Barolo (CN), Piedmont

The Boggione family story is one not uncommon in the EU—Claudio was selling grapes from his incredibly valuable Barolo Brunate parcel to Michelle Chiarlo (a negociant) until the 2010 vintage, when he decided to bottle under his own name. Brunate is among the most famous vineyards in all of Italy, and the family only makes about 6,000 bottles per year from it.

They have a parcel of old-vines in the south corner of Brunate - straddling the commune lines of Barolo and La Morra. Claudio farms according to “The Green Experience”, free of pesticides and herbicides. He follows a gentle, traditional cellar regimen consistent with someone who’s core competency is farming - long maceration and fermentation with indigenous yeast is followed by aging in old Slavonian oak and bottling without fining or filtration. The wine is raised close to it’s terroir, in a spartan cellar at the base of Brunate. Three of four Slavonian oak tonneaux and a handful of stainless steel tanks are all you will find there.

Claudio prefers fermentation in stainless steel because he believes it reduces the number of outside variables during an already riskier than average spontaneous fermentation.

If someone asked us for an archetypal Barolo to better understand the appellation and Nebbiolo, this is the wine we would reach for. In terms of traditional Barolo, this wine tends to the detailed, fine grained side as opposed to the more brooding “water color” effect of more oxidative styles. A wine that is rarely sensual, yet isn’t too angular either, where the land can really be felt. Medium bodied with penetrating tannins in most vintages.

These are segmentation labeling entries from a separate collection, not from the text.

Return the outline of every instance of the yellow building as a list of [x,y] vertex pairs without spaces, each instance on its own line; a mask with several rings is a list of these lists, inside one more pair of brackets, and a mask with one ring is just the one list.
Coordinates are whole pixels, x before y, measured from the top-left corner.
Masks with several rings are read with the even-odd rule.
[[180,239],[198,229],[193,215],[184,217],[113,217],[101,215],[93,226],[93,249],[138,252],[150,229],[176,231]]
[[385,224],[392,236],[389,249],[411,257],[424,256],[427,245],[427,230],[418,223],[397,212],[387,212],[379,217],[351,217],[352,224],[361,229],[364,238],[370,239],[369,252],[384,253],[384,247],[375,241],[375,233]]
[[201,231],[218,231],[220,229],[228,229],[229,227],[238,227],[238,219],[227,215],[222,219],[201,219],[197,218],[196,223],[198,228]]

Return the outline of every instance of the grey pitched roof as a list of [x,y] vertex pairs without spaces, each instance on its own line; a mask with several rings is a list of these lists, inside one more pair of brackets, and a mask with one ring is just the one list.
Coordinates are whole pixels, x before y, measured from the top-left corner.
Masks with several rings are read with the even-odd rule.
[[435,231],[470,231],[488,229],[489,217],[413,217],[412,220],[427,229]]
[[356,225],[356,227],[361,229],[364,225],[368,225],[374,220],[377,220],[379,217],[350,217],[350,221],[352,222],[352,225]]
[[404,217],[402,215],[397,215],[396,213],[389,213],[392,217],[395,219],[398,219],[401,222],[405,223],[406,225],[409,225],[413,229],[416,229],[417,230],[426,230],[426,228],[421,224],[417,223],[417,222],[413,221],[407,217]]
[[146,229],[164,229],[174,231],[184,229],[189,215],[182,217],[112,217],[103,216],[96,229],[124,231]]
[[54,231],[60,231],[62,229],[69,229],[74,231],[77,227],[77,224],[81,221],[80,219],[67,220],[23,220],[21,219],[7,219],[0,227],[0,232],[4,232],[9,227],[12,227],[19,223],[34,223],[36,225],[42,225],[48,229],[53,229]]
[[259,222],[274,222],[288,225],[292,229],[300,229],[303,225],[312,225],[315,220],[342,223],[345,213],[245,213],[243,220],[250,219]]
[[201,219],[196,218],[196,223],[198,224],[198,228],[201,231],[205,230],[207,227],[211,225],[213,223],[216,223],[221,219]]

The overall feel of how Claudio works is substance over image, with no flash. He is softspoken and seems to have little agenda other than an honest expression of Brunate. The whole thing seems more common to an old-timers cellar in Cornas, or something like that. A place with great terroir but more untouched by time than neighboring appellations. When we taste, he often says, “I think this is good wine”, as if he’s a little self-conscious about his low key look amid the investment that’s flowed into the region.

His mentality is something that suits us just fine.